E.ON and Enel, two of Europe's largest power utilities, said overnight they plan to shut more plants and cut costs, joining rivals in warning that the industry crisis will weigh on profits for years to come.

Utilities across Europe have been taken by surprise by a surge in output from renewable energy sources, mainly solar and wind, making many fossil-fuelled thermal plants redundant and leading to a collapse in wholesale power prices.

E.ON, Germany's largest utility, nearly halved its dividend to 0.60 euros ($US0.83) per share on 2013 earnings, down from 1.10 euros, and said it will shut down 13 gigawatts of capacity, equivalent to about 13 nuclear plants and more than a quarter of its entire European capacity.

Italy's biggest utility Enel, which also owns 92 per cent of Spanish group Endesa, said it would mothball 8 GW of capacity in its home market and Spain, and trim its dividend to 0.13 euros per share from 0.15 paid on 2012.

So far some 50 GW of gas-fired capacity in Europe has been closed or mothballed by 10 of the continent's biggest utilities in response to weak demand and the rise of renewable energy.

"Our conventional power plants are operating for fewer and fewer hours," E.ON's chief executive Johannes Teyssen told reporters last night.

"As a result, we, but also more and more other energy companies, are decommissioning conventional power plants before the end of their ... operating life," he said.

Some 15 years after liberalisation of Europe's power markets, companies have been left facing the need to find a new business model due to increased regulation and a changing energy mix which has become increasingly biased towards low-carbon types of electricity generation.

The crisis caused French group GDF Suez to book a 15 billion-euro charge on its power business this month, while German rival RWE posted its first net loss since 1949.

E.ON said it expected earnings before interest, tax, depreciation and amortisation of 8-8.6 billion euros ($US11-$US11.9 billion) this year, marking the third consecutive year of falling profits.

In its new 2014-2018 business plan, Enel said it expected core earnings before interest, tax, depreciation and amortisation  to fall back to 15.5 billion euros, having risen in 2013 to 17 billion euros from 15.8 billion in 2012.

Looking abroad

One way for Europe's utilities to escape relatively weak energy demand on the continent is to expand abroad, a strategy pursued by both E.ON and Enel.
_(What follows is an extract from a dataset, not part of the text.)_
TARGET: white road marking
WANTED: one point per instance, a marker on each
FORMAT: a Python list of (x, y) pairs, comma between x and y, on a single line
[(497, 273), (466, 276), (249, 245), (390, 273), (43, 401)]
The Italian state-controlled utility plans to invest 25.7 billion euros in 2014-18, of which 57 per cent will go to growth markets. It will also plough 6 billion euros into green energy unit Enel Green Power.

"Emerging markets have become the key drivers of global economic growth ... In mature markets the conventional model is under siege from distributed generation," Enel's chief executive Fulvio Conti said.

The shift of focus to emergency markets and green energy is expected to take core earnings to 18 billion euros by the end of the five-year plan, Conti told analysts.

E.ON, too, is expanding abroad, mainly in Turkey, Brazil and Russia, where it has invested nearly 10 billion euros in recent years though it has warned of currency headwinds in these markets, caused by political uncertainty and a massive outflow of investor money and markets outside Europe still account for just 6 per cent of its core profit.

Adding to their problems many of Europe's utilities are still trying to shake off the legacies of an acquisitions mania that gripped the sector before the financial crisis in 2008, and are now having to sell assets and find cost savings to help cut debts and preserve their investment grade credit ratings.

With plans to raise 4.4 billion euros from asset sales and make cost savings of 5.8 billion euros in 2014 alone, Enel said yesterday it would at least be able to raise its dividend payout ratio, to 50 per cent of net profits from 40 per cent.

Deutsche Bank said in a note that while Enel's overall results were in line with market expectations, the news on dividend policy and cost cutting was positive.

"Also positive (is the fact) they remain committed to deliver on disposals," the note said.

Enel stock was up 1.2 per cent at 3.87 euros in late trading, when E.ON was up 3.24 per cent at 13.86 euros and the Stoxx Europe 600 utilities sector index was up 0.18 per cent.